Tribunal Administratif de Besançon — Décision N° TA25-2500137

mardi 4 février 2025

JuridictionTribunal Administratif de Besançon
SectionTribunal Administratif de Besançon
N° DossierTA25-2500137
TypeDécision
RecoursExcès de pouvoir
PublicationC
FormationReconduite à la frontière
Avocat requérantABDELLI - ALVES

Texte intégral

Vu la procédure suivante :

Par une requête, enregistrée le 23 janvier 2025, M. C A, représenté par

Me Abdelli, doit être regardé comme demandant au tribunal :

1°) d'annuler l'arrêté du 15 janvier 2025 par lequel le préfet du Doubs a décidé de le remettre aux autorités suisses, responsables de l'examen de sa demande d'asile ;

2°) d'enjoindre au préfet du Doubs d'examiner sa demande d'asile.

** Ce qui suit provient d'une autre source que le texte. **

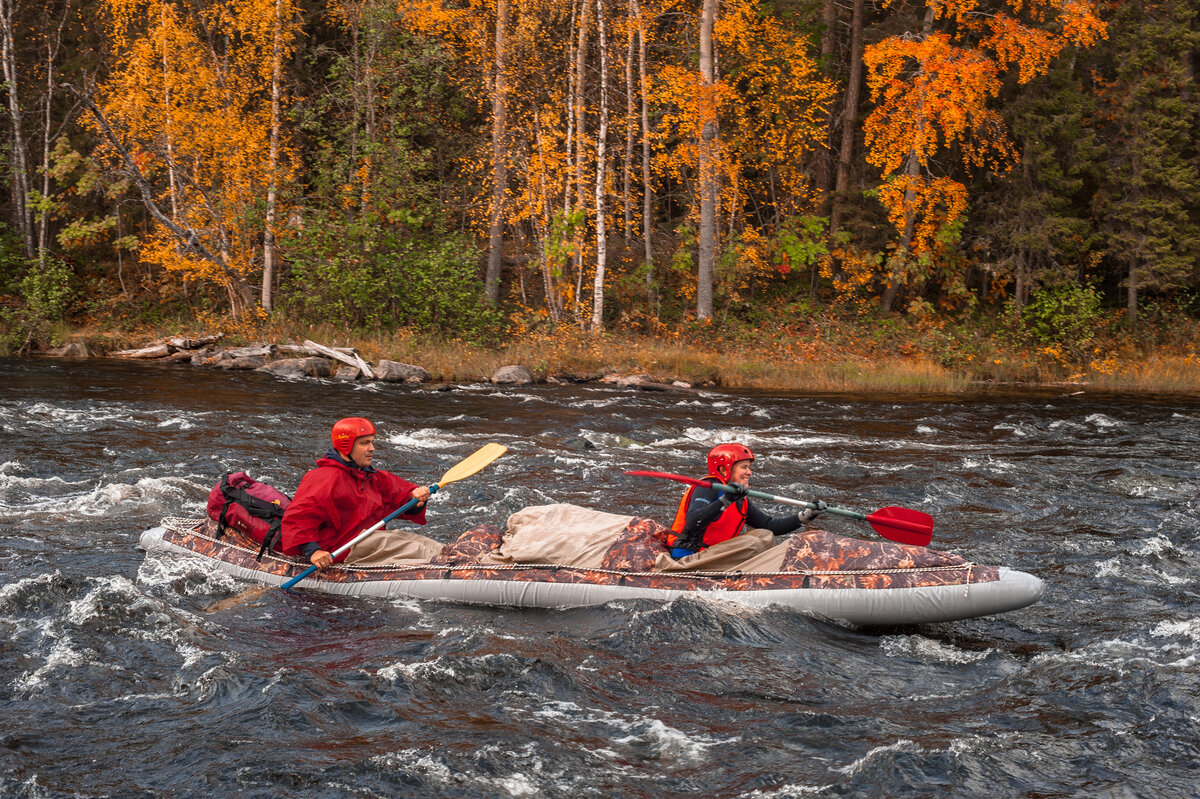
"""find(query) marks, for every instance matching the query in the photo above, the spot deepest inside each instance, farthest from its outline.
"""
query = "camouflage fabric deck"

Il soutient que la décision attaquée :

- méconnaît les dispositions de l'article 17 du règlement (UE) n° 604/2013 du Parlement européen et du Conseil du 26 juin 2013 ;

- méconnaît les stipulations de l'article 3 de la convention européenne de sauvegarde des droits de l'homme et des libertés fondamentales ;

- méconnaît les stipulations de l'article 8 de la convention européenne de sauvegarde des droits de l'homme et des libertés fondamentales ;

- méconnaît les stipulations de la convention de Genève du 28 juillet 1951 sur le statut des réfugiés.

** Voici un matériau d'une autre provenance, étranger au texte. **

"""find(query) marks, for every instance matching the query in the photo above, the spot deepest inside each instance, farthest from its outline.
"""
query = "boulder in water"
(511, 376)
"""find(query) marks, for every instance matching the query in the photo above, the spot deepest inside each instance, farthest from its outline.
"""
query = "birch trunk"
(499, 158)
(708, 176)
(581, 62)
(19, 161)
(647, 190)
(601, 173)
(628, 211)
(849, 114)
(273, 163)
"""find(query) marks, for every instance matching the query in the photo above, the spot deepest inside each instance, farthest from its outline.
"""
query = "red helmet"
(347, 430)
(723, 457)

Par des mémoires en défense, enregistrés le 31 janvier 2025 et le 3 février 2025, le préfet du Doubs conclut au rejet de la requête.

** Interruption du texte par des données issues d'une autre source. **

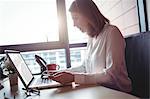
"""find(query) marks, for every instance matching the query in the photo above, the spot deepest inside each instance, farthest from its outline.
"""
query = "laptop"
(25, 75)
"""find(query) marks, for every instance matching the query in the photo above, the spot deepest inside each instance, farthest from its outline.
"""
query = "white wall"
(122, 13)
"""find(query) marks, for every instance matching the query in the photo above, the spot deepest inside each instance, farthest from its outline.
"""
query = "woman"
(104, 63)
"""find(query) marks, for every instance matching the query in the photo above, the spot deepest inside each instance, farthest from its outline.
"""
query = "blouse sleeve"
(115, 71)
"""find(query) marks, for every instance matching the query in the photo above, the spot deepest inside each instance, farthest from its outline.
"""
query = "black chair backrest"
(138, 63)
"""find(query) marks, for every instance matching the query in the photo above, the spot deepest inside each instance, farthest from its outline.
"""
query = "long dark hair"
(89, 10)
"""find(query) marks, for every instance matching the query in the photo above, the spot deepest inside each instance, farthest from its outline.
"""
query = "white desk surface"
(67, 92)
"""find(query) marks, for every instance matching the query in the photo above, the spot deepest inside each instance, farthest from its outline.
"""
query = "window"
(28, 21)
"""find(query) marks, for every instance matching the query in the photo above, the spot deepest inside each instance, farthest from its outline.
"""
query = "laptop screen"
(21, 67)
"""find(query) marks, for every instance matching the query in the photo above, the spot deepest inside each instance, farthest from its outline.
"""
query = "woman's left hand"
(63, 77)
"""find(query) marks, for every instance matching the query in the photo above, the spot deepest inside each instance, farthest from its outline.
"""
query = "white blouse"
(105, 61)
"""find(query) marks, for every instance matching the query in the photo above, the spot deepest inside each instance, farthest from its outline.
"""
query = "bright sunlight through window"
(28, 21)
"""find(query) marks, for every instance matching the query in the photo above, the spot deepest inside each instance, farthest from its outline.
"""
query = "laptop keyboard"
(43, 81)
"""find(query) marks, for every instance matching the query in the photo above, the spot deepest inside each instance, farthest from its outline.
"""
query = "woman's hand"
(63, 77)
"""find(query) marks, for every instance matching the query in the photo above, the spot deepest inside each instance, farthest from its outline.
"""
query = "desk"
(67, 92)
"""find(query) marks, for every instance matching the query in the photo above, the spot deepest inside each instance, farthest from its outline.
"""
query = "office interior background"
(45, 28)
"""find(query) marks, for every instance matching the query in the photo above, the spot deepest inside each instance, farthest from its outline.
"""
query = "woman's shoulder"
(111, 27)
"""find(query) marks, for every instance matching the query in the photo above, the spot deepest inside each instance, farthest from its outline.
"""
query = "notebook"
(26, 77)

Il soutient que les moyens soulevés par M. A ne sont pas fondés.

Vu les autres pièces du dossier.

Vu :

- la convention européenne de sauvegarde des droits de l'homme et des libertés fondamentales ;

- la convention de Genève du 28 juillet 1951 et le protocole signé à New York le

31 janvier 1967 relatifs au statut des réfugiés ;

- le règlement (UE) n°604/2013 du Parlement européen et du Conseil du 26 juin 2013 ;

- le code de l'entrée et du séjour des étrangers et du droit d'asile ;

- le code de justice administrative.

La présidente du tribunal a désigné M. Debat, premier conseiller, pour statuer sur le présent litige en application des dispositions de l'article L. 922-2 et R. 922-17 du code de l'entrée et du séjour des étrangers et du droit d'asile.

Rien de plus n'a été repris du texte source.